No mesmo sentido, sob epigrafe “Liberdade de expressão e de informação”, o art.19º, da DECLARAÇÃO UNIVERSAL DOS DIREITOS HUMANOS, estabelece: “Todo o indivíduo tem direito à liberdade de opinião e de expressão, o que implica o direito de não ser inquietado pelas suas opiniões e o de procurar, receber e difundir, sem consideração de fronteiras, informações e ideias por qualquer meio de expressão”.
Também assim o art.19º, do PACTO INTERNACIONAL SOBRE OS DIREITOS CIVIS E POLÍTICOS, segundo o qual:
1 - Ninguém pode ser inquietado pelas suas opiniões.

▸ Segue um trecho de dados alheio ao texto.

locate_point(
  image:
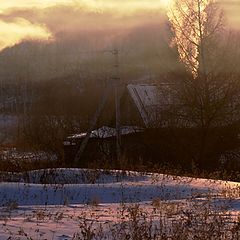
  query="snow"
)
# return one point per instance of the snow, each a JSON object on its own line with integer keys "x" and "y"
{"x": 47, "y": 204}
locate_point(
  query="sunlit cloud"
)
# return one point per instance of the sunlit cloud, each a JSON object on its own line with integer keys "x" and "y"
{"x": 12, "y": 33}
{"x": 46, "y": 19}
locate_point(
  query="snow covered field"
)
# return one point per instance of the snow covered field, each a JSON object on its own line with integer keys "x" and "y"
{"x": 62, "y": 203}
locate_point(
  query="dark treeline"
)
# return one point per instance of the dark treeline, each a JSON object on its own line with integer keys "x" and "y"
{"x": 197, "y": 133}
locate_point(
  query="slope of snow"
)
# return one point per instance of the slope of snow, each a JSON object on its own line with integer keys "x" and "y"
{"x": 53, "y": 211}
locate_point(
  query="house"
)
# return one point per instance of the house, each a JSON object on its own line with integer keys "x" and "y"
{"x": 142, "y": 107}
{"x": 102, "y": 144}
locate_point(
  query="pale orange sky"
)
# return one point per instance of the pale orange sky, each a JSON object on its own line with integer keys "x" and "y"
{"x": 45, "y": 19}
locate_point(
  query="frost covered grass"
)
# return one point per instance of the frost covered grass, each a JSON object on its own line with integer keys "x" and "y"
{"x": 116, "y": 205}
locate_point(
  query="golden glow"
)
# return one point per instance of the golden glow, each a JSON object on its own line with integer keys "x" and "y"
{"x": 167, "y": 3}
{"x": 12, "y": 33}
{"x": 187, "y": 36}
{"x": 15, "y": 26}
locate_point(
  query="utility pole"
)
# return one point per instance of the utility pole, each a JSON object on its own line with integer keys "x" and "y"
{"x": 115, "y": 82}
{"x": 116, "y": 79}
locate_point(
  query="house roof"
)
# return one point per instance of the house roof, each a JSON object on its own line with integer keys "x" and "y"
{"x": 149, "y": 100}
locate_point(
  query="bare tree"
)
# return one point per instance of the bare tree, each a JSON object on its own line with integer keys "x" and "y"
{"x": 207, "y": 95}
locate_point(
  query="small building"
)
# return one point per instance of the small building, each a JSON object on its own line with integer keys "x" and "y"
{"x": 102, "y": 144}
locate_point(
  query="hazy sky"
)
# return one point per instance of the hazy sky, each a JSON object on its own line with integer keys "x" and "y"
{"x": 50, "y": 19}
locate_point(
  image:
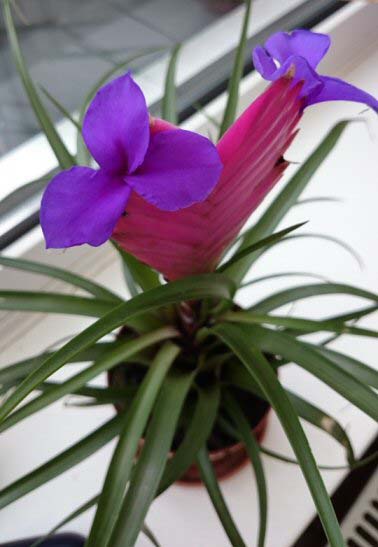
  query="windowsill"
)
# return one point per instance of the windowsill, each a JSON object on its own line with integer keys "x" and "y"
{"x": 183, "y": 516}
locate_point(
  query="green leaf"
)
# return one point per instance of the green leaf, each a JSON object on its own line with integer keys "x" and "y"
{"x": 118, "y": 473}
{"x": 324, "y": 421}
{"x": 140, "y": 273}
{"x": 210, "y": 480}
{"x": 319, "y": 199}
{"x": 325, "y": 237}
{"x": 30, "y": 301}
{"x": 196, "y": 435}
{"x": 239, "y": 377}
{"x": 111, "y": 359}
{"x": 61, "y": 109}
{"x": 192, "y": 288}
{"x": 339, "y": 319}
{"x": 253, "y": 451}
{"x": 287, "y": 296}
{"x": 285, "y": 200}
{"x": 62, "y": 462}
{"x": 235, "y": 336}
{"x": 308, "y": 358}
{"x": 64, "y": 275}
{"x": 267, "y": 241}
{"x": 169, "y": 107}
{"x": 236, "y": 75}
{"x": 230, "y": 430}
{"x": 256, "y": 280}
{"x": 14, "y": 372}
{"x": 64, "y": 158}
{"x": 153, "y": 459}
{"x": 359, "y": 370}
{"x": 148, "y": 533}
{"x": 305, "y": 326}
{"x": 98, "y": 395}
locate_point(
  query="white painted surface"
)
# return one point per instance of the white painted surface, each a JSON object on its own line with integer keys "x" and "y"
{"x": 183, "y": 517}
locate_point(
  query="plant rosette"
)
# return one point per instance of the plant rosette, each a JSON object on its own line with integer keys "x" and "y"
{"x": 226, "y": 455}
{"x": 190, "y": 366}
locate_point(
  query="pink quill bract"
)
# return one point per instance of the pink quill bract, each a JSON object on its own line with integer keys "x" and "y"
{"x": 192, "y": 240}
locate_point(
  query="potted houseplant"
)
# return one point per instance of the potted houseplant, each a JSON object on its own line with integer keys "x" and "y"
{"x": 191, "y": 374}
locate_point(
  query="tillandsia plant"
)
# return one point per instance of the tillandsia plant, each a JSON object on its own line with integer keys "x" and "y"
{"x": 191, "y": 373}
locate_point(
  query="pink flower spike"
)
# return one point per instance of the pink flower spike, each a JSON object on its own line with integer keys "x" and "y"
{"x": 192, "y": 240}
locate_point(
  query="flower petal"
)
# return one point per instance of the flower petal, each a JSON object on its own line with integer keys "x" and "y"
{"x": 295, "y": 66}
{"x": 82, "y": 205}
{"x": 312, "y": 46}
{"x": 192, "y": 240}
{"x": 116, "y": 126}
{"x": 180, "y": 168}
{"x": 335, "y": 89}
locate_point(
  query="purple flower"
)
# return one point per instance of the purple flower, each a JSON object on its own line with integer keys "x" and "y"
{"x": 172, "y": 169}
{"x": 298, "y": 54}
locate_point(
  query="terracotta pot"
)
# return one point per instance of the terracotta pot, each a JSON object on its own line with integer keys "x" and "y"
{"x": 228, "y": 460}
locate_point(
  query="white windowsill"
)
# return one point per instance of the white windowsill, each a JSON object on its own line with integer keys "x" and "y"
{"x": 183, "y": 517}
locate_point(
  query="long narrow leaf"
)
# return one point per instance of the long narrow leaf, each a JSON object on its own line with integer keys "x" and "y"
{"x": 169, "y": 107}
{"x": 265, "y": 242}
{"x": 235, "y": 337}
{"x": 151, "y": 464}
{"x": 123, "y": 458}
{"x": 305, "y": 356}
{"x": 59, "y": 273}
{"x": 64, "y": 158}
{"x": 238, "y": 376}
{"x": 325, "y": 237}
{"x": 230, "y": 430}
{"x": 56, "y": 392}
{"x": 210, "y": 480}
{"x": 198, "y": 287}
{"x": 287, "y": 296}
{"x": 353, "y": 366}
{"x": 285, "y": 200}
{"x": 256, "y": 280}
{"x": 253, "y": 451}
{"x": 300, "y": 324}
{"x": 30, "y": 301}
{"x": 236, "y": 75}
{"x": 19, "y": 370}
{"x": 195, "y": 437}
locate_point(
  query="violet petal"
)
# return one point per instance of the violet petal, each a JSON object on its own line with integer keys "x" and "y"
{"x": 116, "y": 126}
{"x": 82, "y": 205}
{"x": 312, "y": 46}
{"x": 181, "y": 168}
{"x": 335, "y": 89}
{"x": 296, "y": 66}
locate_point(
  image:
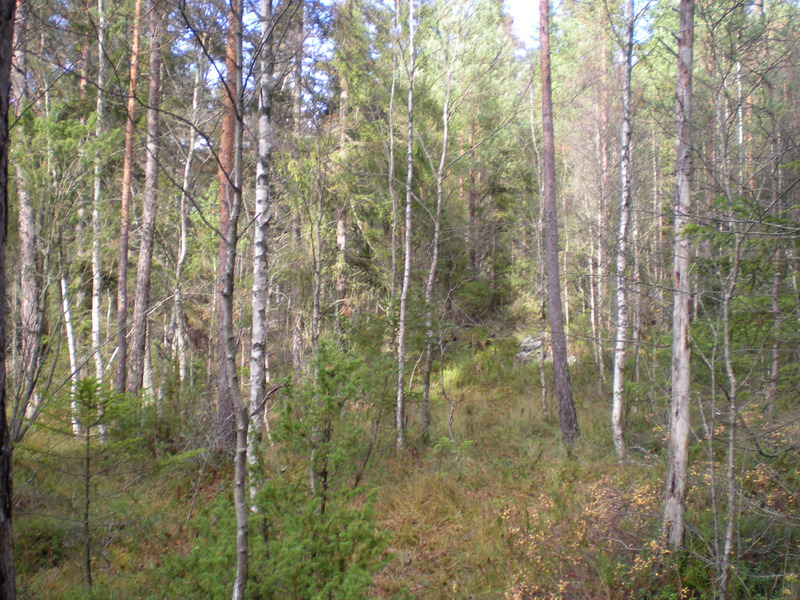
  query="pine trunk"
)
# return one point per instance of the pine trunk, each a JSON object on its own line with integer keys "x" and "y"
{"x": 7, "y": 589}
{"x": 678, "y": 445}
{"x": 142, "y": 298}
{"x": 120, "y": 380}
{"x": 566, "y": 409}
{"x": 226, "y": 417}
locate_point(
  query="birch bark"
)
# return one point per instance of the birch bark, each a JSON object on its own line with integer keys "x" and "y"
{"x": 678, "y": 445}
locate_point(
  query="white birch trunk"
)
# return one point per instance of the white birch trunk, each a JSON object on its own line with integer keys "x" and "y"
{"x": 620, "y": 343}
{"x": 401, "y": 329}
{"x": 263, "y": 215}
{"x": 678, "y": 445}
{"x": 437, "y": 236}
{"x": 72, "y": 350}
{"x": 97, "y": 275}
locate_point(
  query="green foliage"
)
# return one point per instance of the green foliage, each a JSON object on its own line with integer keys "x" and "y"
{"x": 313, "y": 555}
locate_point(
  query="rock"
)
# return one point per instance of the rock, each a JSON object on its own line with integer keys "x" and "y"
{"x": 530, "y": 349}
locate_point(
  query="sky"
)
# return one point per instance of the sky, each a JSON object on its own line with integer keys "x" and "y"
{"x": 526, "y": 19}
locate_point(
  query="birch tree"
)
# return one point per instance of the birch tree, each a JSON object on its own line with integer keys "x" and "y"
{"x": 7, "y": 588}
{"x": 97, "y": 192}
{"x": 401, "y": 330}
{"x": 120, "y": 380}
{"x": 622, "y": 239}
{"x": 263, "y": 216}
{"x": 142, "y": 299}
{"x": 678, "y": 445}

2 - Toda e qualquer pessoa tem direito à liberdade de expressão; este direito compreende a liberdade de procurar, receber e expandir informações e ideias de toda a espécie, sem consideração de fronteiras, sob forma oral ou escrita, impressa ou artística, ou por qualquer outro meio à sua escolha.
3 - O exercício das liberdades previstas no parágrafo 2 do presente artigo comporta deveres e responsabilidades especiais. Pode, em consequência, ser submetido a certas restrições, que devem, todavia, ser expressamente fixadas na lei e que são necessárias:
a) Ao respeito dos direitos ou da reputação de outrem;
b) À salvaguarda da segurança nacional, da ordem pública, da saúde e da moralidade públicas.